De gedachtewisseling tussen de Rijssenaar en de leerlinge uit Deventer maakt deel uit van Project Plus van de opleiding verpleegkunde van het reformatorische Hoornbeeck College Apeldoorn. Sinds februari dit jaar schreven 26 studenten (van 16 tot 19 jaar) met ouderen die kampen met tegenslag. Ter afronding van het project troffen vrijdag de meeste koppels elkaar voor het eerst in levenden lijve.
Doel van het project is dat jongeren ouderen een hart onder de riem steken. Andersom kunnen de studenten levenswijsheden van de senioren meekrijgen. „We kwamen op dit idee nadat docenten van het Hoornbeeck College Apeldoorn ongeveer een halfjaar geleden een congres bezochten over voltooid leven”, vertelt Jenneke Haase, docent omgangskunde en een van de projectleiders. „De bedoeling is dat ouderen en jongeren kennismaken met elkaars leefwereld, dat er verbinding tussen jong en oud komt.”
Streven van de school is om ouderdom positief te duiden. „In de discussie rond voltooid leven wordt vaak heel negatief gedaan over ouderen: ze kosten veel geld en hebben allerlei problemen. Ik denk juist dat ouderen onze studenten veel levenslessen kunnen bieden.”
Eline Overeem leerde van Boers dat ze dankbaar moet zijn dat ze is opgegroeid in een „evenwichtig en leuk” gezin. Eline: „Ik kom uit een gezin van negen kinderen. Meneer Boers heeft maar één broertje, en die is ook nog eens zo’n acht jaar jonger.”
Als de koffie en koek zijn rondgedeeld, houdt Willemien Westerink, docente gezondheidszorg, een Bijbelstudie. Ze stipt teksten aan waarin waardering doorklinkt voor ouderen. Zoals Leviticus 19:32, waar onder meer staat: „Voor het grauwe haar zult gij opstaan en zult het aangezicht des ouden vereren.”

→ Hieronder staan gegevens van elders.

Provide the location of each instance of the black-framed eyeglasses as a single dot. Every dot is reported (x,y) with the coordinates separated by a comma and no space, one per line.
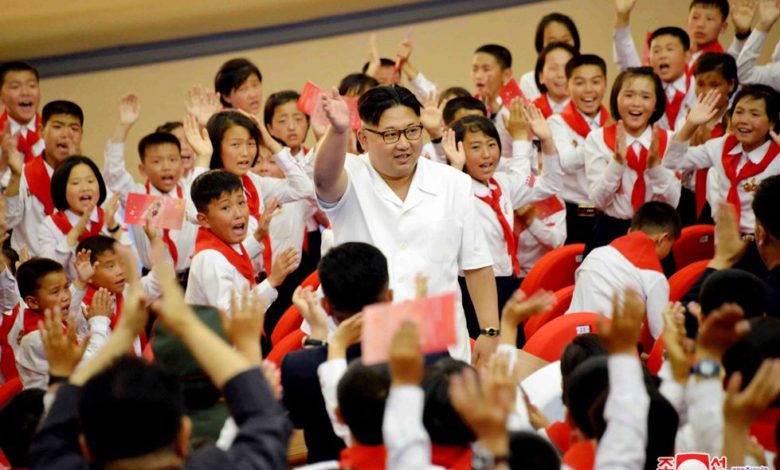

Westerink: „Er lijkt een grote voorkeur voor jongeren en een onderwaardering van ouderen te bestaan. Maar de Bijbel laat een tegendraads geluid horen en geeft ouderen de eerbiedwaardige plaats die hun toekomt. God vergeeft zonden, heeft geduld, geeft troost en moed, verhoort gebeden, ook als het moeilijk is. Hij gebruikt ouderen om daar jongeren over te vertellen.”
Jong en oud zingen samen verschillende (christelijke) liederen. Docente Caroline de Looze begeleidt de zangers. „Zingen is goed voor een mens. Ik denk dan altijd: Yes, de zon gaat weer schijnen.”
Ook een quiz zorgt voor een gezellige boel. Vertel wat je weet over Hoornbeeck, luidt een vraag. „Hij is belangrijk geweest in een of andere stroming”, reageert een jongedame. „Die stroming is de Nadere Reformatie”, zegt de quizleider.
Welke hobby heeft onze koning? „Vliegen!” klinkt het in koor.
Aan een tafeltje zit mevrouw G. Bostelaar-Stark (80) uit Nunspeet. Ongeveer twee jaar geleden overleed haar man. Ze kregen zeven dochters en zeven zonen. Bostelaar correspondeerde ook met een leerlinge. „Ik schreef haar dat ik mijn man niet meer terug wil. Hij gaf voor zijn sterven een goed getuigenis en deed een goede ruil. Daar was de leerlinge van onder de indruk. Dat deed mij goed.”